Le livre du prophète Ésaïe est parfois appelé « l’évangile de l’Ancien Testament », car, plus que tout autre livre de l’A.T., il annonce la bonne nouvelle du salut apporté par le Messie promis au monde entier1.

Pourtant, avant d’annoncer de bonnes nouvelles, Ésaïe est obligé de prononcer des malheurs sur le peuple, pour qu’il prenne conscience de sa situation morale. C’est ainsi que nous trouvons deux collections de six malheurs collectifs (5.8-25 et ch. 28 à 33).

Malheurs sur le prophète

Pour pouvoir exercer son ministère de prophète et annoncer au peuple les malheurs qui allaient fondre sur lui, Ésaïe doit premièrement être prêt à dire : « Malheur à moi ! »

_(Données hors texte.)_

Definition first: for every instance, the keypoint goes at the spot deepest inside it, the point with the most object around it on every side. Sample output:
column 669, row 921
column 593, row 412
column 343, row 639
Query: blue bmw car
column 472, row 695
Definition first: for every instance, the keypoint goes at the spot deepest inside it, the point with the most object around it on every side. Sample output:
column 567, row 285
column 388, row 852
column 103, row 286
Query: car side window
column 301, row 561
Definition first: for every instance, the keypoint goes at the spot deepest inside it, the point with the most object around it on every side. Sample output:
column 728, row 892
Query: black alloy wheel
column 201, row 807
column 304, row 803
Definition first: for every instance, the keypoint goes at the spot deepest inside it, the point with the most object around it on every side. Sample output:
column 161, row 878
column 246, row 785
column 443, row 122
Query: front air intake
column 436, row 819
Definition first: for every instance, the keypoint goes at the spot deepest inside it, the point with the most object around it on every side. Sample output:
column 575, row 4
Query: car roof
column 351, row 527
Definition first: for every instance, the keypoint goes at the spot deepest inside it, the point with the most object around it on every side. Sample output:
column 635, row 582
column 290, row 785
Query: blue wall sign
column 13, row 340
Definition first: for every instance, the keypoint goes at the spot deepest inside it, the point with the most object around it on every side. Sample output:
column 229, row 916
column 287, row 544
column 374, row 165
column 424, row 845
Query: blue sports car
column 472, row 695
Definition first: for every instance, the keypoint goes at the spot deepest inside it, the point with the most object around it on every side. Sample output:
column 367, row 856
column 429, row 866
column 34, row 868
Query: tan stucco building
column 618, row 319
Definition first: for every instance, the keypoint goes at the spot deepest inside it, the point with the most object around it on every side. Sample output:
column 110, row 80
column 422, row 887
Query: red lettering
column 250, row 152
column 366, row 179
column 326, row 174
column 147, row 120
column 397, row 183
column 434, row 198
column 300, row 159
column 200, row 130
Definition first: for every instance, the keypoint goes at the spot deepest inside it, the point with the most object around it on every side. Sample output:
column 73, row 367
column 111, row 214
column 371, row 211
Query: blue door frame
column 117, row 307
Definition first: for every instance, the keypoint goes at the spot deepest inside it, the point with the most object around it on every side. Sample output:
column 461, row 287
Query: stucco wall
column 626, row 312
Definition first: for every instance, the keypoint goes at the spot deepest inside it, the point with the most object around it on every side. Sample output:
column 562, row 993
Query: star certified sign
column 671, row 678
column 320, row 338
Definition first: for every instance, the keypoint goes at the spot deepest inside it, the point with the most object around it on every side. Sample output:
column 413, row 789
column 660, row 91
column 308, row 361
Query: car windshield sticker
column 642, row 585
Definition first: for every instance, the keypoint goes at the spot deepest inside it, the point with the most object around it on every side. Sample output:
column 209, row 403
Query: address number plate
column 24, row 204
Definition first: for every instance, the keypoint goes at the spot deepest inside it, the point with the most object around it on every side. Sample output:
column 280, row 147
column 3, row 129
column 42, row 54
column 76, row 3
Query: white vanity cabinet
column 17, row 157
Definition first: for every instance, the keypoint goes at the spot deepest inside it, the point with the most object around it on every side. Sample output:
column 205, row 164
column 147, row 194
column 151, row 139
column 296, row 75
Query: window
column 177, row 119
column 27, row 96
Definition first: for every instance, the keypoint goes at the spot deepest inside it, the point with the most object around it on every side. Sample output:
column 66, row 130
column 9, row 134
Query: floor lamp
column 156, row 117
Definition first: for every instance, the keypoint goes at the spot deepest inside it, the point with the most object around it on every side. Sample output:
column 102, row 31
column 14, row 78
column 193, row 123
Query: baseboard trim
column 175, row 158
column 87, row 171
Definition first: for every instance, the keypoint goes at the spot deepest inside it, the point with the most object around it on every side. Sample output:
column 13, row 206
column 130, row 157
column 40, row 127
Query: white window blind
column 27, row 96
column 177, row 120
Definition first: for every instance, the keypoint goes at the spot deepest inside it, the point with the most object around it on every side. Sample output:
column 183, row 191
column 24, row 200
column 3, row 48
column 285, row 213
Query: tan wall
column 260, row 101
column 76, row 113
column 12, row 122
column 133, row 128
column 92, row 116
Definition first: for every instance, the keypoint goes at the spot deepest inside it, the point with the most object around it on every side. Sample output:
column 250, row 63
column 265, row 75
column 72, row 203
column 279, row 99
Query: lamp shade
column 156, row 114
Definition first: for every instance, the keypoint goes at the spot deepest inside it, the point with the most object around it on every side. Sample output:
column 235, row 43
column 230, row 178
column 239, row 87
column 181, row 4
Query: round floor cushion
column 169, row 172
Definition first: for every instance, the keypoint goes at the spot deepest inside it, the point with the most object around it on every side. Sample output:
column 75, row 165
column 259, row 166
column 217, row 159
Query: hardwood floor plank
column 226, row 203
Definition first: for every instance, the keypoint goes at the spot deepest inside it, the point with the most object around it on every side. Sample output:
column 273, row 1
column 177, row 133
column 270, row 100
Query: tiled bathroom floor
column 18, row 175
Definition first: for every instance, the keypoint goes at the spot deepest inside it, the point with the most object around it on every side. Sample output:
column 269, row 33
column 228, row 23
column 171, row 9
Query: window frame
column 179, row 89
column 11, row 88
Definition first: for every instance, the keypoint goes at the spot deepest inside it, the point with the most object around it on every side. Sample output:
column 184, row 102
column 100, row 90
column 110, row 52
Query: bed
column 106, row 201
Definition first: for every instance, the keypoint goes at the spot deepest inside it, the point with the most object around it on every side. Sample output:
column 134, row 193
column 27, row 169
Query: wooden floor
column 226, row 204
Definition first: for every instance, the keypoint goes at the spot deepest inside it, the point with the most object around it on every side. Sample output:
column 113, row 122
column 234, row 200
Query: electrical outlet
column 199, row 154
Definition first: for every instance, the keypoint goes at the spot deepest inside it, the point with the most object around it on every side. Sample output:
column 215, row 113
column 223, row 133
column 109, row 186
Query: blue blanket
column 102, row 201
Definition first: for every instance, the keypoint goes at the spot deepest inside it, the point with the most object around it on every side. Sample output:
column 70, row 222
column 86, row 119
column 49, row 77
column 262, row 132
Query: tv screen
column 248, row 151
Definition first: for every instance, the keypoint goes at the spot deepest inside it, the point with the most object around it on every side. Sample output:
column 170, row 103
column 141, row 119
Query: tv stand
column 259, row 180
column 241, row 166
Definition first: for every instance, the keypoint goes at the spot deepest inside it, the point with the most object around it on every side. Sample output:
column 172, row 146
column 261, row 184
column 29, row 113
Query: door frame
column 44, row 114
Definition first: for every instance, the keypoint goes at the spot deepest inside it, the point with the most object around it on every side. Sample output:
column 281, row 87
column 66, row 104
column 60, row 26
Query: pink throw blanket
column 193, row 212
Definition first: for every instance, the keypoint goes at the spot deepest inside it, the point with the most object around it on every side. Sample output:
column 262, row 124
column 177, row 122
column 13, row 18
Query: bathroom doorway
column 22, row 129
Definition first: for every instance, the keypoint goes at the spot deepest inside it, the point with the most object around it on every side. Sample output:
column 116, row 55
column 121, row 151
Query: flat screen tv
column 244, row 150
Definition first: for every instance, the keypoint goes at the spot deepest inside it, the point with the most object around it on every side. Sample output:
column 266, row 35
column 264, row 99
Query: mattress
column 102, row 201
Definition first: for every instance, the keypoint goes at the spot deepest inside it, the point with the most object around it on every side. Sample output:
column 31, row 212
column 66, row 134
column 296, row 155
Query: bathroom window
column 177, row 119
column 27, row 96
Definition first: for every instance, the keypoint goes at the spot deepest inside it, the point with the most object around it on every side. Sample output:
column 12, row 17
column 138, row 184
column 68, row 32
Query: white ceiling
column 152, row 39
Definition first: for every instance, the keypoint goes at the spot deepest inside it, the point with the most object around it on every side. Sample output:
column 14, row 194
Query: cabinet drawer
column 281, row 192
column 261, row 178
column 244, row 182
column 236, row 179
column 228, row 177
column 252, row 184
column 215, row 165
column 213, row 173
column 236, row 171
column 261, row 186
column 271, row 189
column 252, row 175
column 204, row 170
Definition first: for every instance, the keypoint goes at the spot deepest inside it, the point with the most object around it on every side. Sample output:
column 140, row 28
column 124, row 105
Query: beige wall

La première collection est suivie d’un premier « Malheur à moi ! » (6.5). Ésaïe doit reconnaître devant un Dieu saint son état de perdition (« Je suis perdu… ») et recevoir de ce même Dieu la guérison (« Ton iniquité est enlevée… »).

La seconde collection est précédée d’un second « Ma maigreur, ma maigreur ! Malheur à moi ! » (24.16, litt.) Ésaïe doit faire sienne l’indigence spirituelle de son peuple. C’est l’attitude exactement inverse de l’église à Laodicée qui se vante : « Je suis riche, je me suis enrichi, et je n’ai besoin de rien. » (Apoc 3.17). Ézéchiel annonce que Dieu, le parfait berger, va détruire les brebis grasses et vigoureuses (images des mauvais bergers d’Israël) qui usent de violence et de dureté envers les autres brebis, sans pour autant ressentir leurs propres besoins spirituels (Éz 34.16,4).

Il y a donc deux conditions indispensables à l’exercice de quelque ministère que ce soit : l’expérience personnelle du salut et l’humiliation face à la totale insuffisance devant Dieu. Alors la puissance de Dieu peut s’accomplir au travers même de la faiblesse — admise et reconnue — du serviteur (2 Cor 12.9 ; 13.9).

Malheurs sur le peuple

Chacune des deux collections de six malheurs collectifs traite des mêmes sujets : dans la première série, la raison de la malédiction est simplement exposée, tandis que dans la deuxième série ces mêmes raisons sont développées et surtout, Dieu indique le remède au malheur — ou plutôt celui qui est le remède au mal.

1. L’orgueil

« Malheur à ceux qui ajoutent maison à maison, et qui joignent champ à champ, jusqu’à ce qu’il n’y ait plus d’espace, et qu’ils habitent seuls au milieu du pays ! » (5.8)

« Malheur à la couronne superbe des ivrognes d’Éphraïm, à la fleur fanée, qui fait l’éclat de sa parure, sur la cime de la fertile vallée de ceux qui s’enivrent ! » (28.1)

L’orgueil humain se montre dans sa frénésie à posséder ou à jouir sans modération des biens terrestres. Pourtant, toutes ses richesses se faneront un jour et il n’en restera rien. Les assurances illusoires de l’homme (28.15) ne seront pas une protection au jour du jugement.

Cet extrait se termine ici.